Un rôle prépondérant pour la couverture végétalisée

Des modèles vieillis proposés en de nombreux coloris qui réalisent des camaïeux renforçant l’aspect ancestral des couvertures. Avec ces tuiles, il est possible d’utiliser cette richesse pour créer des effets différents, souligner la diversité des volumes, et réaliser des propositions distinctes suivant les zones. Des tuiles qui ont toutes les qualités des tuiles « modernes » et ne subissent à la fabrication aucun traitement particulier si ce n’est, pour certaines, l’ajout d’agents destinés à les alléger. L’imperméabilité, la résistance au gel ou à la flexion sont d’abord obtenues par les modes de cuisson et la qualité des argiles utilisées : ainsi, plus l’argile est fine, plus elle résiste au gel. La plupart des tuiles ne sont pas siliconées. Une telle tuile ne laissant plus respirer naturellement le matériau, elle risque de provoquer de la condensation à l’interface toiture charpente, surtout dans le cas d’un écran de sous-toiture. Ce traitement est d’autant plus ­inutile que les ­pores ont tendance à se boucher avec les poussières. Sachant qu’il limite l’adhérence des mortiers de scellement, son seul intérêt est de servir de cache-misère pour dissimuler des argiles de mauvaise qualité. Notons que le DTU 40.22 « couverture en tuiles canal de terre cuite » impose au fabricant d’inscrire la mention « tuiles siliconées » sur la documentation ­technique du ­produit. Mais sur le plan du développement durable, ce sont probablement les toitures végétalisées qui auront un rôle de plus en plus grand à jouer.

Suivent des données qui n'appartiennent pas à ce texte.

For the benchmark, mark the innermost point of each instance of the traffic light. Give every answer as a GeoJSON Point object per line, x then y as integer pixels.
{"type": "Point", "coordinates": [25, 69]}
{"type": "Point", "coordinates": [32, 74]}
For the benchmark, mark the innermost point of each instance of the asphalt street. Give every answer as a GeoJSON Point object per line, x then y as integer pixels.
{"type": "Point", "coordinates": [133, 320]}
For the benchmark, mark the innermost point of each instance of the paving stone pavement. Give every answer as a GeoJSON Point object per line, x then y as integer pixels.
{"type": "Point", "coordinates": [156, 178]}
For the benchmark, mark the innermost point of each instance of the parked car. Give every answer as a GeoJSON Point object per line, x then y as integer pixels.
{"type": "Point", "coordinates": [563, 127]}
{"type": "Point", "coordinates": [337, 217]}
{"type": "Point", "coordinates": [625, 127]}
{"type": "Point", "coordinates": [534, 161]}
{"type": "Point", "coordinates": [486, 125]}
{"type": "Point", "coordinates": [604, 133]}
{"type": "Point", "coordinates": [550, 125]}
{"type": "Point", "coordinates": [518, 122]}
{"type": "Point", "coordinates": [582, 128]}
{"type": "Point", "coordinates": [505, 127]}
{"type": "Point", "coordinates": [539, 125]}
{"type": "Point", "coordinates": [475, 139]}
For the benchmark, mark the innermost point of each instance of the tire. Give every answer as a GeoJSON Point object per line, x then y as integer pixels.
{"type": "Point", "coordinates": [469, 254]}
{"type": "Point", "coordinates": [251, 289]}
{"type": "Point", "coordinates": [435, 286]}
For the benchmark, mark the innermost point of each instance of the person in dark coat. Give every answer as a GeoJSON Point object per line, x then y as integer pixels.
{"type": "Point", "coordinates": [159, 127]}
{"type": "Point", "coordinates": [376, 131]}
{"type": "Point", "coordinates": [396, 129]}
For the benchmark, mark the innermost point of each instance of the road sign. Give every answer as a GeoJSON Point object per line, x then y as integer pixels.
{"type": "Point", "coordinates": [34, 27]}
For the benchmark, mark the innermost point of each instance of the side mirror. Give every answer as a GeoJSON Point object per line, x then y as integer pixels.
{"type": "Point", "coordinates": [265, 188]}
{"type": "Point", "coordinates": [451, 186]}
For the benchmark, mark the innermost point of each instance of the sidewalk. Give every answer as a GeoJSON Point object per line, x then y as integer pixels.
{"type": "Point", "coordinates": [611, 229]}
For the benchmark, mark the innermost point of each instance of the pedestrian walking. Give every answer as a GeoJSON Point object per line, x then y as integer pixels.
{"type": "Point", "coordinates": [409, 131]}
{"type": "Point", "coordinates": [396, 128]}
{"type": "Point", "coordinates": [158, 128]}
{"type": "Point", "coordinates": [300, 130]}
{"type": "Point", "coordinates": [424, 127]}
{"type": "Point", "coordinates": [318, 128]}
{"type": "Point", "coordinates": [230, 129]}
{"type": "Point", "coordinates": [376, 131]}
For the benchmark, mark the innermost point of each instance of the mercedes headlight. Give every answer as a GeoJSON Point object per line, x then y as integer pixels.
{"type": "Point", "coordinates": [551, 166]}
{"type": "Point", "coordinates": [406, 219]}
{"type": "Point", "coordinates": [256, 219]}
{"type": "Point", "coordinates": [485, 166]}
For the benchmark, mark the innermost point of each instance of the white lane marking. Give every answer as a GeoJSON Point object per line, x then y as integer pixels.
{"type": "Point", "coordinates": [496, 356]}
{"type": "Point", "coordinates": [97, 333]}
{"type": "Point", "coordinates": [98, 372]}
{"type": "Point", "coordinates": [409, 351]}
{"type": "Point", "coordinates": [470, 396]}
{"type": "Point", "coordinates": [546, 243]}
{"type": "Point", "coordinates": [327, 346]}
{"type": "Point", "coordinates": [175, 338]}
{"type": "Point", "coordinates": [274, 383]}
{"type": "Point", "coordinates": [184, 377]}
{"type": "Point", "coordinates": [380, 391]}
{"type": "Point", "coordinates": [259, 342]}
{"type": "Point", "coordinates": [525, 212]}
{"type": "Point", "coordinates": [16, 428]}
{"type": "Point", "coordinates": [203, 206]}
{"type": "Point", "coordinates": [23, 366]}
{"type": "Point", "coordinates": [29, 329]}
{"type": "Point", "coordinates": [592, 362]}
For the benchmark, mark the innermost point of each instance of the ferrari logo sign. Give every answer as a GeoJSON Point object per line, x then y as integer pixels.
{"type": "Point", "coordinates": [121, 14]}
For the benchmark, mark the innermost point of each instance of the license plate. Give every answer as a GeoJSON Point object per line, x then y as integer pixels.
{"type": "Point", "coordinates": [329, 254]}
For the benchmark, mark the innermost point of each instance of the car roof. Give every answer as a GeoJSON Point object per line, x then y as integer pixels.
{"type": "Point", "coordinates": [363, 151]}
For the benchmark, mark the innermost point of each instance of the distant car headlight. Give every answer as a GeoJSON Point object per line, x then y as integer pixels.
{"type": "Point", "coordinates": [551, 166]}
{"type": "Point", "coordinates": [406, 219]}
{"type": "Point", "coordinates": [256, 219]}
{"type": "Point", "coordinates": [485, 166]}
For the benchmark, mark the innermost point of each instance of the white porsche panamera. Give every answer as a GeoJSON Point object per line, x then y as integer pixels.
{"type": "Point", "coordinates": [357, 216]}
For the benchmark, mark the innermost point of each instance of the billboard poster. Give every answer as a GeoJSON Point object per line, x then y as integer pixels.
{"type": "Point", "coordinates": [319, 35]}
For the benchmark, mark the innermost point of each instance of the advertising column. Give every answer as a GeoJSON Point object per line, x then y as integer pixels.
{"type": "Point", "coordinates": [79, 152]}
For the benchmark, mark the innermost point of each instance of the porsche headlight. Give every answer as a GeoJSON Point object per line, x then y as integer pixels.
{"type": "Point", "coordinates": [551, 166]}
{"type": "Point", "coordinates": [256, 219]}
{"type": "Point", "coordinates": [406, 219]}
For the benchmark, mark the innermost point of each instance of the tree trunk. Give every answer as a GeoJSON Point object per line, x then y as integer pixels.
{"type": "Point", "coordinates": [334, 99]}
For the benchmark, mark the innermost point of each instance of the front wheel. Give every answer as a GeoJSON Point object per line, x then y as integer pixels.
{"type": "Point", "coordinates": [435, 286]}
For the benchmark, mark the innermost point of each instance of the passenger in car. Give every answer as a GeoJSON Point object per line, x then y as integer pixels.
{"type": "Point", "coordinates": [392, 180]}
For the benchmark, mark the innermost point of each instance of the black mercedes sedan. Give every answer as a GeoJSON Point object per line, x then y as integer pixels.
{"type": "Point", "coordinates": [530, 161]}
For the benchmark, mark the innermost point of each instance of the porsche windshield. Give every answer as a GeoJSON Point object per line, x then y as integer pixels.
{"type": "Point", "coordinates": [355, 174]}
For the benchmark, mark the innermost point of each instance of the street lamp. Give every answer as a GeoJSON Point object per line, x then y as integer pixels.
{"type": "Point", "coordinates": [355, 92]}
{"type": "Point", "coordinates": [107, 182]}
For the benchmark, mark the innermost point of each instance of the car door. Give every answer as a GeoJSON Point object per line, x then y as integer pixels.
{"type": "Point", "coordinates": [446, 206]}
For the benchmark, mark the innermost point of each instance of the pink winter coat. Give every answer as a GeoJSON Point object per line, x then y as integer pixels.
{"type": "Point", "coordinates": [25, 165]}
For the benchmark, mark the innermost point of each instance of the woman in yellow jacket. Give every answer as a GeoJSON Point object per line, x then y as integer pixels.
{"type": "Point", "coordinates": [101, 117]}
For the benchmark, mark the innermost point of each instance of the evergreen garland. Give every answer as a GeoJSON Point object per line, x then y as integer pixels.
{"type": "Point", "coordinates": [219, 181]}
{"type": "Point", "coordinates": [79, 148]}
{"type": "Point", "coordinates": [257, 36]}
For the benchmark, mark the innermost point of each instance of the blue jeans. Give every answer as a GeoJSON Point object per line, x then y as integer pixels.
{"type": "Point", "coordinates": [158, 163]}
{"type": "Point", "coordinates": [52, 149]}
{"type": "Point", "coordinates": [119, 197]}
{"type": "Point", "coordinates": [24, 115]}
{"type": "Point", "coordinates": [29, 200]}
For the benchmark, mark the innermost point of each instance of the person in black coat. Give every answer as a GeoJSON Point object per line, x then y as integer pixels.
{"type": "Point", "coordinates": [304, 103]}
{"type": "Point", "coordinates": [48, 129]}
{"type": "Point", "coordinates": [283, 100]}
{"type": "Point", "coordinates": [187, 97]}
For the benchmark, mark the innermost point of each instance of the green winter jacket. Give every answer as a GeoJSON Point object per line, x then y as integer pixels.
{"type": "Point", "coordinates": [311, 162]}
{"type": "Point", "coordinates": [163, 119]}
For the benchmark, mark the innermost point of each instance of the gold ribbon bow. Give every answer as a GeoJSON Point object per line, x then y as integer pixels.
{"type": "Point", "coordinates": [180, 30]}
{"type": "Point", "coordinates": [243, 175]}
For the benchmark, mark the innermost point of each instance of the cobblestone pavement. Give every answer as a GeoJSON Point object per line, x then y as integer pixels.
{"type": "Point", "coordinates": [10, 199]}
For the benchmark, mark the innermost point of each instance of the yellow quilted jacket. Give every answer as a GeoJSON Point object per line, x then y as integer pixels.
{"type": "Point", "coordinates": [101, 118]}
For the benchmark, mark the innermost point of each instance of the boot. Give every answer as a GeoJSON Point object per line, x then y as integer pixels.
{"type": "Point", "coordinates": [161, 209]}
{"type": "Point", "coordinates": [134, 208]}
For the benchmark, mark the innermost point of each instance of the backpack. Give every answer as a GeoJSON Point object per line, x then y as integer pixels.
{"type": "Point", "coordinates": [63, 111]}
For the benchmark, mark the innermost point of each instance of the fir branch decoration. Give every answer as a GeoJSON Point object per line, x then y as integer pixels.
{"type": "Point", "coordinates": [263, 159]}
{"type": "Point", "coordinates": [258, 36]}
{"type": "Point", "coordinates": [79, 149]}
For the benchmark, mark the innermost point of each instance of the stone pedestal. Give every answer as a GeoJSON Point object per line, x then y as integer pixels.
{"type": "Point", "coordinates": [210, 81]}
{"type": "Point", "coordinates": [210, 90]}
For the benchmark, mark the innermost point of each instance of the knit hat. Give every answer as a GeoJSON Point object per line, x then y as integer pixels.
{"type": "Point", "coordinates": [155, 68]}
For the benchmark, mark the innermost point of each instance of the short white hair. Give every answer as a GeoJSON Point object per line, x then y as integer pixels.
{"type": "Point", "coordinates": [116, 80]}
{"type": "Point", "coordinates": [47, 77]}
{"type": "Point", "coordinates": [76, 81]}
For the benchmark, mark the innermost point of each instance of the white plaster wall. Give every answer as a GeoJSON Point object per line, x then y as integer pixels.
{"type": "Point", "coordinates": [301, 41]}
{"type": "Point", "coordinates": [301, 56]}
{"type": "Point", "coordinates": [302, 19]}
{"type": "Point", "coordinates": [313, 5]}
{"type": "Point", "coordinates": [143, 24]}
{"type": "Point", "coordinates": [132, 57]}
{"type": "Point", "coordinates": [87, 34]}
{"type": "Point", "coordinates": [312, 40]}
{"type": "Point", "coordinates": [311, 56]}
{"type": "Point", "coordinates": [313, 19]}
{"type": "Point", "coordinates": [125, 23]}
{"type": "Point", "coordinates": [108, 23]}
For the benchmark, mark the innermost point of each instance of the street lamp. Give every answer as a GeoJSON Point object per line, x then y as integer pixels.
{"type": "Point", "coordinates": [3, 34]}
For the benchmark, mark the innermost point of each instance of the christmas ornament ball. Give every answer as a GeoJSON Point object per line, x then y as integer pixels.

Communes en Allemagne, elles sont aujourd’hui très prisées dans notre pays et nombre de fabricants, encore frileux il y a deux ans, proposent désormais des solutions techniques complètes, particulièrement en végétalisation extensive. Outre leurs propriétés environnementales intrinsèques – effet retardateur des écoulements d’eaux de pluie en agissant comme ­régulateur pluviométrique, améliorations des performances thermiques (en été comme en hiver) et acoustiques, amélioration de la qualité de l’air dans les villes par absorption du gaz carbonique par les végétaux –, ces systèmes assurent une protection mécanique de l’étanchéité en doublant quasiment sa durée de vie.